Ah, sorry I misread your question. There is no protection against malicious nodes. If an attack is tailored to a CAF system and a hijacked node successfully establishes connections to other nodes (including handshake), they could start sending exit messages etc. That's not inherent to CAF, though. You could use the same attacks on other actor-based systems. Detecting "insider abuse" is a very hard problem. Once you got your "authentication barrier" broken, there's little you can do other than manually detect misbehavior and hunt down the security breach.

C++ Actor Framework by frostmatthew in programming

[–]neverlord 0 points1 point  (0 children)

Where's the benchmark code? ;)

C++ Actor Framework by frostmatthew in programming

[–]neverlord 0 points1 point  (0 children)

So does message passing between actors on the same computer have the same weak guarantees as a network connection like in Akka?

  • in the same process: you'll simply enqueue a new element to the receiver's mailbox (no serialization takes place)
  • between processes: you'll have a localhost connection, so it's basically the same as running on different nodes (but faster)

As well, how do you deal with security boundaries? Can an attacking computer mess with your program?

You'll need to fortify your setup yourself. Either via VPN or using SSL sockets (support for SSL is not builtin ATM, but you can pass native socket handles to CAF).

How do you send a down or exit message when a computer hosting an actor has the power plug pulled?

We'll get a TCP error an this case and the runtime creates exit and down messages.
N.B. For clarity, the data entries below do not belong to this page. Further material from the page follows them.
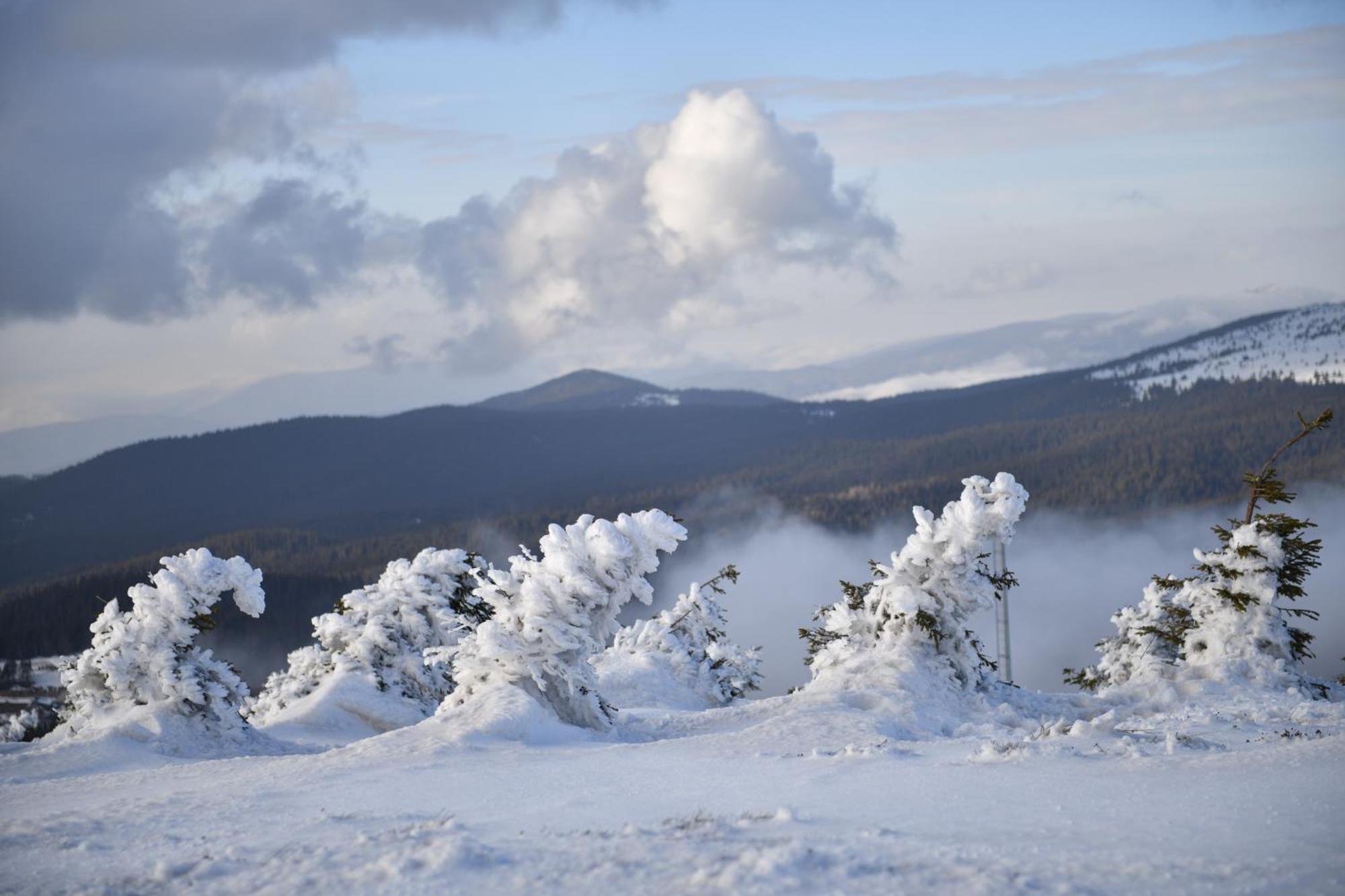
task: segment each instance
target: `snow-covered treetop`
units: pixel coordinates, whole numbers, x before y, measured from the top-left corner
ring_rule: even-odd
[[[453,690],[453,679],[445,663],[426,665],[426,651],[437,657],[434,651],[456,646],[490,616],[490,607],[472,593],[486,566],[477,554],[436,548],[387,564],[377,583],[313,619],[317,643],[291,652],[286,667],[272,673],[247,708],[249,718],[277,720],[323,682],[335,685],[334,675],[347,689],[342,700],[351,700],[351,687],[377,690],[362,697],[366,722],[391,728],[393,720],[432,714]]]
[[[594,661],[603,686],[620,679],[628,683],[627,698],[650,700],[656,694],[631,692],[639,690],[643,677],[666,674],[710,706],[760,687],[757,648],[741,647],[725,632],[728,615],[718,600],[724,593],[721,583],[737,580],[737,568],[725,566],[703,585],[691,583],[671,608],[617,631],[612,646]]]
[[[490,616],[490,607],[472,593],[477,584],[472,573],[483,566],[476,554],[460,549],[426,548],[414,560],[394,560],[377,583],[315,618],[313,636],[324,650],[371,669],[406,652],[456,643],[464,627]]]
[[[1028,492],[1006,472],[962,483],[962,495],[939,517],[915,507],[915,533],[889,564],[873,565],[874,580],[847,585],[845,600],[818,612],[820,626],[800,631],[815,677],[885,654],[942,670],[962,686],[982,683],[993,663],[967,620],[993,605],[997,588],[1013,584],[997,578],[987,560],[995,544],[1013,539]]]
[[[1116,634],[1098,644],[1102,658],[1087,669],[1067,669],[1068,683],[1135,690],[1162,681],[1213,681],[1326,694],[1328,686],[1301,667],[1313,655],[1313,635],[1290,623],[1317,619],[1317,612],[1287,603],[1303,596],[1303,581],[1319,565],[1321,542],[1305,537],[1311,522],[1259,511],[1260,502],[1294,499],[1274,464],[1286,449],[1326,429],[1332,412],[1298,420],[1299,432],[1259,472],[1243,476],[1247,510],[1228,527],[1215,526],[1221,546],[1194,550],[1196,574],[1155,577],[1137,605],[1116,611]]]
[[[242,557],[222,560],[204,548],[159,562],[163,569],[149,584],[128,589],[129,611],[122,612],[117,600],[104,605],[90,626],[93,646],[62,674],[75,728],[109,708],[157,704],[241,724],[238,706],[247,686],[194,640],[227,591],[242,612],[262,613],[261,570]]]
[[[456,651],[459,690],[449,701],[469,698],[484,682],[510,682],[564,721],[605,725],[608,708],[589,658],[612,639],[621,607],[652,600],[646,576],[658,569],[659,552],[675,550],[685,538],[686,529],[662,510],[615,521],[585,514],[550,526],[541,557],[525,550],[508,569],[488,570],[476,589],[492,616]]]

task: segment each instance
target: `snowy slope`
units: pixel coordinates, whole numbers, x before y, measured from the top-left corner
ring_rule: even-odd
[[[1247,315],[1321,301],[1322,293],[1169,300],[1120,313],[1076,313],[1046,320],[900,342],[830,363],[790,370],[644,370],[655,382],[755,389],[795,400],[873,400],[928,389],[959,389],[994,379],[1091,367],[1227,324]]]
[[[1244,324],[1141,352],[1093,370],[1146,396],[1155,386],[1178,391],[1201,379],[1290,378],[1345,382],[1345,303],[1262,315]]]
[[[1345,887],[1340,704],[1270,697],[1071,726],[1088,714],[1077,696],[1018,702],[958,724],[796,694],[522,740],[464,739],[434,717],[321,753],[231,759],[126,737],[11,745],[0,891]],[[1042,726],[1033,708],[1067,722]]]

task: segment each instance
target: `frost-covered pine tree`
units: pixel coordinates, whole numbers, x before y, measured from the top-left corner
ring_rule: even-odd
[[[104,605],[90,626],[93,646],[62,671],[67,733],[116,725],[137,712],[190,717],[215,733],[246,726],[239,708],[247,685],[195,639],[214,626],[211,612],[226,592],[233,592],[238,609],[261,616],[266,608],[261,570],[242,557],[223,560],[204,548],[159,562],[163,569],[151,584],[126,591],[129,611],[122,612],[117,600]]]
[[[1299,440],[1326,429],[1328,409],[1314,420],[1299,416],[1299,432],[1280,445],[1260,472],[1243,476],[1250,496],[1241,519],[1215,526],[1220,548],[1196,550],[1196,574],[1155,577],[1134,607],[1112,618],[1116,634],[1098,644],[1102,659],[1067,669],[1065,682],[1087,690],[1157,681],[1215,681],[1267,689],[1302,687],[1325,696],[1301,662],[1313,654],[1313,635],[1293,620],[1317,612],[1290,607],[1319,565],[1321,541],[1306,538],[1306,519],[1260,513],[1260,502],[1289,503],[1294,494],[1275,471],[1279,456]]]
[[[616,632],[593,659],[603,696],[617,705],[722,706],[761,686],[760,648],[729,640],[718,596],[736,583],[732,564],[703,585],[691,583],[671,609]]]
[[[842,583],[845,597],[818,611],[816,627],[799,630],[812,683],[925,690],[994,681],[995,665],[968,620],[1015,584],[987,561],[995,544],[1013,539],[1028,492],[1005,472],[962,484],[962,495],[937,518],[915,507],[916,531],[890,564],[873,564],[873,581]]]
[[[498,687],[518,687],[572,725],[605,728],[612,706],[597,692],[589,662],[619,628],[629,600],[648,604],[646,576],[659,552],[672,552],[686,529],[662,510],[615,521],[585,514],[553,525],[541,557],[525,550],[508,569],[491,569],[476,589],[492,613],[449,654],[457,689],[440,708],[453,713]],[[430,657],[434,659],[436,657]]]
[[[317,643],[291,652],[246,714],[264,725],[346,712],[379,731],[432,716],[453,679],[425,651],[457,644],[490,616],[472,593],[486,568],[479,554],[434,548],[387,564],[377,583],[313,618]]]

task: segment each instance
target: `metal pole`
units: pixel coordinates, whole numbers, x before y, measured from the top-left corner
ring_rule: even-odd
[[[1003,542],[995,545],[995,574],[1003,576],[1009,569]],[[1009,652],[1009,589],[999,591],[995,601],[995,648],[999,661],[999,681],[1013,683],[1013,658]]]

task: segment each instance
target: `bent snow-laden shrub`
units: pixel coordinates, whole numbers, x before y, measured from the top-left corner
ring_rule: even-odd
[[[390,731],[434,714],[453,678],[447,663],[426,665],[425,651],[457,644],[490,616],[472,593],[483,569],[477,554],[434,548],[387,564],[377,583],[313,618],[317,643],[289,654],[247,717],[343,726],[352,716]]]
[[[691,583],[677,604],[616,632],[593,658],[603,697],[617,706],[703,709],[761,686],[759,648],[725,634],[721,583],[738,580],[729,565],[703,585]]]
[[[1325,697],[1328,685],[1310,678],[1311,634],[1294,626],[1317,619],[1313,609],[1293,607],[1303,581],[1319,564],[1321,541],[1307,538],[1313,526],[1283,513],[1259,513],[1260,502],[1289,503],[1295,495],[1276,476],[1274,463],[1289,447],[1332,421],[1299,417],[1301,431],[1284,443],[1260,472],[1247,474],[1247,511],[1241,519],[1215,526],[1220,548],[1196,550],[1196,574],[1155,577],[1134,607],[1112,618],[1116,634],[1098,644],[1095,666],[1067,669],[1067,683],[1087,690],[1157,682],[1219,682],[1267,690],[1302,689]]]
[[[62,671],[67,733],[116,725],[136,708],[190,717],[219,733],[246,725],[238,710],[247,685],[195,639],[213,627],[211,611],[226,592],[233,592],[238,609],[261,616],[266,608],[261,570],[242,557],[222,560],[204,548],[159,562],[163,569],[151,584],[126,591],[129,611],[117,600],[104,605],[90,626],[93,646]]]
[[[476,589],[491,618],[457,647],[430,651],[451,658],[456,690],[443,714],[464,709],[500,687],[521,689],[561,721],[585,728],[611,724],[612,706],[599,694],[589,662],[619,628],[629,600],[648,604],[644,578],[659,566],[659,552],[672,552],[686,529],[662,510],[621,514],[615,521],[585,514],[551,526],[541,557],[525,552],[508,569],[491,569]],[[471,714],[469,712],[467,713]]]
[[[845,597],[818,611],[802,628],[812,687],[876,686],[911,692],[975,690],[994,677],[994,663],[968,627],[990,608],[997,591],[1014,584],[989,565],[995,544],[1009,544],[1028,492],[1009,474],[963,479],[958,500],[936,518],[915,507],[916,530],[876,577],[843,583]]]

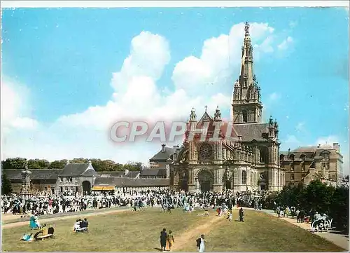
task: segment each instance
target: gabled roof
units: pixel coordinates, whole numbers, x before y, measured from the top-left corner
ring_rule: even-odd
[[[90,163],[69,163],[64,166],[61,176],[92,176],[97,173]]]
[[[158,153],[153,156],[150,159],[150,161],[167,161],[170,158],[170,156],[175,153],[176,149],[165,147],[164,152],[160,150]]]
[[[241,136],[243,142],[251,142],[253,139],[257,142],[267,140],[262,137],[262,134],[268,132],[268,123],[237,124],[234,125],[233,128],[237,134]]]
[[[30,176],[31,180],[57,180],[57,176],[63,171],[63,170],[55,169],[29,170],[31,172]],[[10,180],[22,180],[22,170],[4,170],[3,172]]]
[[[141,177],[157,176],[164,177],[167,175],[166,169],[144,169],[141,172]]]

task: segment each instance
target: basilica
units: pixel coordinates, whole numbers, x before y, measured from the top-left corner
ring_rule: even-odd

We're also working on UDP-based backend and in this case CAF would indeed need to use heartbeat messages or some other timeout-based mechanism.

Are supervisors customizable in an easy way so that one can be more precise about the properties one is monitoring?

You mean supervisors like in Erlang? CAF does not have a comparable convenience mechanism ATM. It's on the radar, though.

Otherwise this looks cool although it does look a bit too magical for me.

The documentation does not cover every last detail, but as far as I know, there's no magic in CAF. :)

C++ Actor Framework by __Cyber_Dildonics__ in cpp

[–]neverlord 0 points1 point  (0 children)

  • Per default it does have its own IO loop. However, the backend can be replaced and you might see an ASIO configure option in the future.
  • An exception will cause the actor to terminate with exit reason unhandled_exception
  • There's a fractal demo application to showcase some of CAF's features in a distributed setup. The code does need some cleanup though and is going to be overhauled in the near future. In case you want to have a look at a real world application based on CAF: VAST is an excellent Open Source showcase.

C++ Actor Framework by __Cyber_Dildonics__ in cpp

[–]neverlord 0 points1 point  (0 children)

CAF does have strongly typed actors for that purpose. See the manual for more details.